There are four types of parenting styles. The first one is, authoritative parenting. In this parenting style, parents have high demands towards their children, yet in addition demonstrate incredible obligation to them. They set clear benchmarks for their youngsters and have introduced limits. They expect mature and age related conduct from their youngsters. This sort of parenting style produces self-assured kids, who are glad, competent and successful. In the dental office they show ordinary kid conduct.
The second parenting style is, authoritarian parenting. This is characterized with high demands towards their children, without any duty for high responsibility. Parents set elevated expectations and also set rules without much clarification. They only expect the respect and achieving the results from their children. If expectations are not accomplished, parents tend to punish their children as opposed to clarify the explanations behind discipline, or to break down kid conceivable outcomes and requirements. Children of rigorous parents have less self-assurance, since they are utilized to be determined what the correct decision is for them, and how to act. In the dental office they for the most part act like the continued or now and again startled or frightened child.

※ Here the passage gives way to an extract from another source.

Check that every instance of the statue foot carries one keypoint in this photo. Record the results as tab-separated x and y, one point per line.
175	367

The third type of parenting style is permissive parenting. This is portrayed with high self-obligation, yet weak demands towards their child. Permissive parents are very included in their children upbringing, they don’t define the limits and satisfy each child’s request. They don’t request situational proper practices, and they let their kids to do everything. Kids have no motivation to figure out how to control their conduct, and they generally hope to get what they need, and furthermore show the issues with specialists. These sort of children act in the dental office in uncontrolled way.
The fourth and last type of parenting style is uninvolved parenting. This style shows low requests towards their kids and low requirement for self-obligation in the child’s upbringing. The parents for the most part would prefer not to include in their kids’ lives and don’t define the limits. They additionally don’t think about their child’s assessments and feeling as significant ones, and they don’t offer any sort of enthusiastic help. These children show absence of self-assurance, poise and capability identified with their friends. They can communicate different types of conduct in the dental office, including startled, pretentious and sustained.
There is a need to explore the extent and exact nature of understanding a child’s dental anxiety. Behavior management is agreed to be a key factor supplying dental care for children. Certainly, if a child’s behavior in the dental office cannot be managed then it is not easy if not unworkable to hold out any dental care that is needed. It is essential that any approach to behavioral management for the dental child patient have to be rooted in compassion and a worry for the well-being of each child. The relationships between child dental anxiety, child temperament (behavioral inhibition), parental dental anxiety and general anxiety, parenting style and intrusive parenting are complex and all come into play with a child’s dental experience.